Due universitari, uno ossessionato da Sara, l’altro ex fidanzato di Ilaria: chi ci ricordano? Sì, proprio Giulia Cecchettin e Filippo Turetta, poi condannato all’ergastolo. A me ricorda anche la retorica spesa, i “mai più” e le risposte securitarie della politica, come se il deterrente per la violenza sulle donne fosse l’inasprimento delle pene per i responsabili e non un cambiamento che coinvolga l’intera società e porti gli uomini a ragionare sul proprio rapporto con la libertà e l’autodeterminazione delle donne, senza nascondersi nel “non mi riguarda”.
Anche la cultura pop ha una grande responsabilità quando si scandalizza per i testi di rapper come Tony Effe che oggettificano il corpo delle donne ma poi, con non poca ipocrisia, plaude alla retorica sanremese della passione (femminile) che tutto sopporta per amore. Per non parlare dei mezzi di comunicazione, che ancora raccontano i femminicidi come se fossero una problema delle donne: non solo andiamo in giro quando vogliamo e vestite come ci pare, ma ora scopriamo anche che non stiamo abbastanza attente a chi frequentiamo. Insomma, è sempre colpa nostra.
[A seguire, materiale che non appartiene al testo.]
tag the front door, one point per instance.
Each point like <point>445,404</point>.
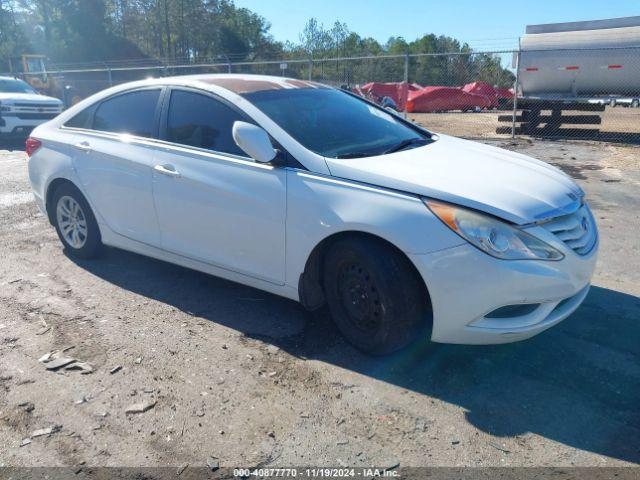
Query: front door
<point>114,161</point>
<point>214,204</point>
Da dove iniziare, allora? Magari istituendo l’ora di educazione sessuale e sentimentale a scuola, finora sempre respinta nel nostro paese perché “sono cose che si insegnano in famiglia” (con quale successo, è sotto gli occhi di tutti). E, già che ci siamo, rendendola obbligatoria anche nelle redazioni dei giornali.
«Prigione femminile dal 1730, la Torre di Costanza in Francia ospitò 88 donne colpevoli di non voler abbandonare la fede protestante. Marie Durand, incarcerata nella Torre per 38 anni, incise o fece incidere la parola résister, resistere».